Высокий и узкий в кости Курезадов нависал над гневным Монфиевым знаком вопроса - вопроса с тонкими восточными усиками, призванными оттенить горную красоту торгующего джигита, - но господин Большой Начальник не сдавался. Он орал, орал и орал, а Петренко в углу кабинета судорожно подпрыгивала, уже сняв форменный сапог и готовясь отдать его, как девичью честь, по первому же слову босса.

Сашку Курезадов, как всегда, не заметил, Монфиев увидел, обматерил и велел идти работать, и Петренко побежала за начальством следом, даже не потребовав у Саши отчета, как там дело обстоит с ее пасьянсным турниром…

Наскоро проглотив завтрак, Саша поспешил вниз, в лабораторию к Журчакову, настроил микроскоп и принялся ждать результатов цитологической и генетической экспертизы.

Результаты, что и говорить, разочаровали.

- У меня такое ощущение, - ответил Журчаков, с тихой ненавистью рассматривая предметное стеклышко, - что я генные цепочки этого волка уже видел.

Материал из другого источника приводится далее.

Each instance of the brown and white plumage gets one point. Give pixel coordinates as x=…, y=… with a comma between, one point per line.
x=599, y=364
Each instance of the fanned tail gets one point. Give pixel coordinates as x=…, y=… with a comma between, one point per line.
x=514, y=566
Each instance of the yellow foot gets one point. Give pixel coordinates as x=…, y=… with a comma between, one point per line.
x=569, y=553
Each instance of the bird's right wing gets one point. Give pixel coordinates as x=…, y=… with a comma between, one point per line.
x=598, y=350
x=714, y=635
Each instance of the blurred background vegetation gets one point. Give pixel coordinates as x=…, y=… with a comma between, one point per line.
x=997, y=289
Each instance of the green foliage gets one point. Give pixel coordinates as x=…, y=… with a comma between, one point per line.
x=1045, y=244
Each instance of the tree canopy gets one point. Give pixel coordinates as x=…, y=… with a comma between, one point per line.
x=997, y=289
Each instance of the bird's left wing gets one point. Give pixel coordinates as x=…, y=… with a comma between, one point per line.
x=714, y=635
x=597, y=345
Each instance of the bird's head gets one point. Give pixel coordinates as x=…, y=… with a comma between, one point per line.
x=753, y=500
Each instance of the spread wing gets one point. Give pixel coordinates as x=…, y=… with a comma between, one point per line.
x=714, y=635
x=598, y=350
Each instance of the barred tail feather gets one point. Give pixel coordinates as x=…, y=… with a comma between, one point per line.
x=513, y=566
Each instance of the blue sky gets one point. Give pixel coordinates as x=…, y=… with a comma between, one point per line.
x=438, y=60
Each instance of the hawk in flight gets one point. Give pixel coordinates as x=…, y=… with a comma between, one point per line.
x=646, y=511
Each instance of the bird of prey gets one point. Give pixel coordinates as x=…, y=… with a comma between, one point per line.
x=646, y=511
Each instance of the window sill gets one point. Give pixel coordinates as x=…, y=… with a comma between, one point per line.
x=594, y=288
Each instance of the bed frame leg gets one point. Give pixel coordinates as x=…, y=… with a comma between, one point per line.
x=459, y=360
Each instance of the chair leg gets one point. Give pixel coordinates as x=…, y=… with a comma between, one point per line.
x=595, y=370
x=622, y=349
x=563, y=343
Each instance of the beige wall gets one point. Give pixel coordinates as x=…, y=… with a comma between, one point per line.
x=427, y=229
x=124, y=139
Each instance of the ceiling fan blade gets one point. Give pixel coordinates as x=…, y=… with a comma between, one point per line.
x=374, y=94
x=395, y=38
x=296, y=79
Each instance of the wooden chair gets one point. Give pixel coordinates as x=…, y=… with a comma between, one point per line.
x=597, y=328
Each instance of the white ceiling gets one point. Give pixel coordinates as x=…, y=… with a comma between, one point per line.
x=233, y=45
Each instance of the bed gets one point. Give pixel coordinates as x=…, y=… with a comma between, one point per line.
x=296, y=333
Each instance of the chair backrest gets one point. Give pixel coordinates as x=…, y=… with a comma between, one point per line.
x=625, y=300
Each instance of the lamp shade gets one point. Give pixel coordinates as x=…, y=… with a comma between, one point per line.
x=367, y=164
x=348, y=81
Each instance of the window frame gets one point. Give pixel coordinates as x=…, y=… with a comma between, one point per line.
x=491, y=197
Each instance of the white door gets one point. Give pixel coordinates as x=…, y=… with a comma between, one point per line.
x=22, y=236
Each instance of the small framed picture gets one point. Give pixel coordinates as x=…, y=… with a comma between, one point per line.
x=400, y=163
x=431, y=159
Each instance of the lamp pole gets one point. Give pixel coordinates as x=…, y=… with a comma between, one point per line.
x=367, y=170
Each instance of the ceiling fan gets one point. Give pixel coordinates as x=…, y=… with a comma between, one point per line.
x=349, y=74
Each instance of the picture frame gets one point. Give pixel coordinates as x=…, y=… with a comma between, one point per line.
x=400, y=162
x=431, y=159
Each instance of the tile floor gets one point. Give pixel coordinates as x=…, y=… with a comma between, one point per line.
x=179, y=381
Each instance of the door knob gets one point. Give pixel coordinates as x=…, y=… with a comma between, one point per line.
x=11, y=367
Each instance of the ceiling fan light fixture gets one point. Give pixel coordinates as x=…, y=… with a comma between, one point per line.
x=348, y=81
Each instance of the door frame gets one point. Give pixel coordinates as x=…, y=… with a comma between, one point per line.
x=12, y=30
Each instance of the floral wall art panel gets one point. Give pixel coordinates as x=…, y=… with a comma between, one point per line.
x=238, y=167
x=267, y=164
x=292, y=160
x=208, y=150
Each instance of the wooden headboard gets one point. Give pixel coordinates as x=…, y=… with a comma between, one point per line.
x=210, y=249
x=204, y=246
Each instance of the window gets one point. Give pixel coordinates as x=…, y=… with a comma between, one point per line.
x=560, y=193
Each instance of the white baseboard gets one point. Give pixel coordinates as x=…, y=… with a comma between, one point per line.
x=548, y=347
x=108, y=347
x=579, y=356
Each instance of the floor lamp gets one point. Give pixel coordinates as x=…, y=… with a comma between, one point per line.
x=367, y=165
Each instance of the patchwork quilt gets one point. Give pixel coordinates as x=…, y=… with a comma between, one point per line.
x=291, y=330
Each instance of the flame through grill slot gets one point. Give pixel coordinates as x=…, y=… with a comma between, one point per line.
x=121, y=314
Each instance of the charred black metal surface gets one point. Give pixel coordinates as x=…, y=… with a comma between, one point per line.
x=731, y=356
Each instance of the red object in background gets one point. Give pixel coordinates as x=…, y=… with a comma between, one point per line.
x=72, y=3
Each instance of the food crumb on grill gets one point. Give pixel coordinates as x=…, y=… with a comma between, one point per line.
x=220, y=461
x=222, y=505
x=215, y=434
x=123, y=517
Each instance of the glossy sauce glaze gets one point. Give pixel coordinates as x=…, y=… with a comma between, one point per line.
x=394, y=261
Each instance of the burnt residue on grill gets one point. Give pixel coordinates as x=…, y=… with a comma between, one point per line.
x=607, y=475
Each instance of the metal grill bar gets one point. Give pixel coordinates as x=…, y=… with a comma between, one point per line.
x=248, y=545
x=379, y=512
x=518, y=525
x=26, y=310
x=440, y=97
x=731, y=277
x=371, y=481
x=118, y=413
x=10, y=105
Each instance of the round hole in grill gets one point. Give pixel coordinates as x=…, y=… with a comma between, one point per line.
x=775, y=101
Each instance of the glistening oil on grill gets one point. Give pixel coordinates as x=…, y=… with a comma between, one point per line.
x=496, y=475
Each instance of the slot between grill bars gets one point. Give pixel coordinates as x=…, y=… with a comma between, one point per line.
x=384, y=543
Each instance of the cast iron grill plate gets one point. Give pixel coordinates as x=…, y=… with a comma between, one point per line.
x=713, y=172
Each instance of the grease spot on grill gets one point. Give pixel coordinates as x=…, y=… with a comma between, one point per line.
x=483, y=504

- Может, мы где-то ошиблись? - с тихой надеждой спросил Саша и снова сел за расчеты. Жаль, что уезжая Ян Витальевич запаролил свои файлы, может, среди них оказалась бы нужная программа или пара полезных ссылок.

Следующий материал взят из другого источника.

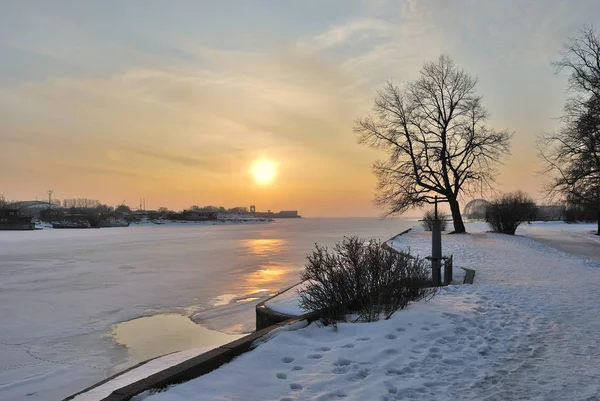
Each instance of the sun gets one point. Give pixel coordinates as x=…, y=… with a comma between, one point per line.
x=263, y=171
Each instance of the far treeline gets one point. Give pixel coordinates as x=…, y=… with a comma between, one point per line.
x=94, y=206
x=438, y=144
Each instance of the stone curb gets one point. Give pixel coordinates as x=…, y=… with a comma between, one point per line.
x=469, y=275
x=189, y=369
x=266, y=317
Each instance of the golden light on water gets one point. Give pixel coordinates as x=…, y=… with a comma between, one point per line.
x=269, y=274
x=263, y=171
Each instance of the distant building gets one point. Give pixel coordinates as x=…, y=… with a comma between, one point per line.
x=284, y=214
x=33, y=208
x=10, y=219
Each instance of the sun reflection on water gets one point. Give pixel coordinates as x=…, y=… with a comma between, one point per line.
x=270, y=272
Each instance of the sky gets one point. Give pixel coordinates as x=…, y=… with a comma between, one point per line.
x=174, y=101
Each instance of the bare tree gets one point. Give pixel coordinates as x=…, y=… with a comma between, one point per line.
x=434, y=132
x=573, y=154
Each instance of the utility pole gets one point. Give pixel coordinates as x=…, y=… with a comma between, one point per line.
x=436, y=249
x=50, y=198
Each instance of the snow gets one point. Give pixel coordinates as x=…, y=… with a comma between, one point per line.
x=528, y=329
x=63, y=291
x=141, y=372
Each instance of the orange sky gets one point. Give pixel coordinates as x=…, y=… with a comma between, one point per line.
x=175, y=109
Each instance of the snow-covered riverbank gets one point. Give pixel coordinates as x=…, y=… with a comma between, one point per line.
x=526, y=330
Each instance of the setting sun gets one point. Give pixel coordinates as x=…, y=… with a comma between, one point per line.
x=263, y=171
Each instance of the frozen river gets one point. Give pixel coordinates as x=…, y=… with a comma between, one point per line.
x=63, y=291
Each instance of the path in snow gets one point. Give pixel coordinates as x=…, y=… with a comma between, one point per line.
x=566, y=241
x=528, y=330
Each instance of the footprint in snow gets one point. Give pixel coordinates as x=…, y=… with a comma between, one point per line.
x=342, y=362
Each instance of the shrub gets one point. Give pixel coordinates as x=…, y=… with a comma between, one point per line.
x=507, y=212
x=362, y=278
x=428, y=219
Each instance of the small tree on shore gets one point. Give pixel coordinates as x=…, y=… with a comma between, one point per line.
x=434, y=132
x=428, y=219
x=573, y=154
x=506, y=213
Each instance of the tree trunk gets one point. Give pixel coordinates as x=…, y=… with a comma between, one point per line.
x=459, y=226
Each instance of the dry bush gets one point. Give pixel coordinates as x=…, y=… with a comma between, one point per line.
x=362, y=278
x=507, y=212
x=429, y=217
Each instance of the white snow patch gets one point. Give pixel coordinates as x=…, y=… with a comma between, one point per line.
x=526, y=330
x=147, y=369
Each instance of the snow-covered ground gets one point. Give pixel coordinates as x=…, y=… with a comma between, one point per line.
x=287, y=301
x=141, y=372
x=528, y=329
x=63, y=291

Кончилось сидение над опытным материалом тем, что Глюнов плюнул на все и начал реконструкцию происшествия с нуля, заново.

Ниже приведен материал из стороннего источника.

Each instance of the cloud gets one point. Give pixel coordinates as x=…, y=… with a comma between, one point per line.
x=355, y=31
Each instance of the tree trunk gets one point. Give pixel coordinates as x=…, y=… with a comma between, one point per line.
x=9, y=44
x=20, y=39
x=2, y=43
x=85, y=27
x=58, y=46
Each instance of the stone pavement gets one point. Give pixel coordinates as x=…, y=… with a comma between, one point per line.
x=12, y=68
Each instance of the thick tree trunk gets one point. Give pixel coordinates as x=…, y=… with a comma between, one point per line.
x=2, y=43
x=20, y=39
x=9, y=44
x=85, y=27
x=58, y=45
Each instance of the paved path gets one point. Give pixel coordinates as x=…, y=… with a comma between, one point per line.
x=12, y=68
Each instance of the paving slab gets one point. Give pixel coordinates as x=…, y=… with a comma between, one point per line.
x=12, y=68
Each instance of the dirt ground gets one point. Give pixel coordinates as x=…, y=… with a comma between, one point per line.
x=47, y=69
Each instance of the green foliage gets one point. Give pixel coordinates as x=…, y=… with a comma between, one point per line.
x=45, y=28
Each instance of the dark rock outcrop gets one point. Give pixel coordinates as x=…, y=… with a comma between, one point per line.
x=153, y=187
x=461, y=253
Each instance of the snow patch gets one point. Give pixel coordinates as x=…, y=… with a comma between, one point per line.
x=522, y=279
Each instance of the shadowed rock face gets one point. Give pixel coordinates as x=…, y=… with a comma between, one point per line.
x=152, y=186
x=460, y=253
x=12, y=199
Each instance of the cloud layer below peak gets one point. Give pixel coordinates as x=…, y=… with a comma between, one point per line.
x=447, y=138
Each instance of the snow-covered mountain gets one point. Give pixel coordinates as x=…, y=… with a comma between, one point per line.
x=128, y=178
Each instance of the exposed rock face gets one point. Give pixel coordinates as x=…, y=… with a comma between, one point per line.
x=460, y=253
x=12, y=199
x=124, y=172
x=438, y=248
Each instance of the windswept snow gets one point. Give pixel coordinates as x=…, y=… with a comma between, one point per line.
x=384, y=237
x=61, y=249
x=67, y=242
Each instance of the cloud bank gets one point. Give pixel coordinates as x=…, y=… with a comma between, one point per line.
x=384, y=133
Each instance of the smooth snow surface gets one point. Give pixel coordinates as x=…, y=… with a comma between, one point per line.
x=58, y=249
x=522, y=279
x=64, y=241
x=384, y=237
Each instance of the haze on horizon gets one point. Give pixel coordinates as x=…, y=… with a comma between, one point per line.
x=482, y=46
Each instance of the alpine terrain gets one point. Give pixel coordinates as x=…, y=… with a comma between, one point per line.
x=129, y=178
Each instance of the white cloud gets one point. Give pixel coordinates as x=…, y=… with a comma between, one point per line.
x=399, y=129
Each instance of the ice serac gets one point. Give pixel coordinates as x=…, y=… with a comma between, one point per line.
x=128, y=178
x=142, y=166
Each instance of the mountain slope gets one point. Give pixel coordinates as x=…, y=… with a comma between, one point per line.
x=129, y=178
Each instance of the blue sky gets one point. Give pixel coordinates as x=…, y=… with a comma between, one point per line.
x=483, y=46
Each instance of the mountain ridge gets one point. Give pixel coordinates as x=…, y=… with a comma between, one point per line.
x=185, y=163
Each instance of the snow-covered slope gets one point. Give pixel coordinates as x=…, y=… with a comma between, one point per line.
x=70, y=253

Самое интересное, что всё получилось. Нескладно, негладко, но получилось - оказывается, и царапины располагались немного ниже, чем Саше помнилось, и укусы действительно совершались более длинной, узкой челюстью, чем показалось на первый взгляд, и вообще… Действительно, обломанный коготь, найденной в одной из трех жертв, доставленных в клинику Волчановским, идеально подходил под тридцать один процент ран. Против статистики не поспоришь, махнул рукой Саша. Значит, это правда.

Вечером он вместе с Витькой и Серегой наблюдал, как собираются на ночную охоту "волчата". Волков, деловой и сосредоточенный, размашисто вышагивал вдоль строя охранников, Хвостов прилаживал рацию, Бульфатов пристраивал запасные обоймы, тетя Люда со стопкой бутербродов в руках тихо плакала, уговаривая Ноздрянина и Серова не голодать в грядущем походе.

Было немного странно смотреть, как люди собираются, чтобы убивать зверей. Самое парадоксальное - Сашкина воспитанная Гринписом совесть тоже помалкивала, не спеша цитировать истину о предоставлении другой щеки в полное распоряжение агрессора; это было неловко, странно - но абсолютно правильно, что Волков и его люди сейчас отправятся в степь и окружающие Объект горы и выследят оголодавшую, потерявшую страх перед Человеком дикую стаю.

- Смешно, - вымученно пошутил Витька. - "Волчата" против волков.

Серега и Сашка так же топорно выдали "ха-ха-ха". И замолчали, провожая взглядами уезжающие в подступающий фиолетовый вечер автомашины.

День заканчивался томительным ожиданием новостей, очень хотелось верить, что хороших. Сашка поспешил к себе в камору, принять душ, протереть запылившиеся очки мягкой тряпочкой, и покемарить часок-другой, чтобы сбросить гнёт паники и дурных предчувствий.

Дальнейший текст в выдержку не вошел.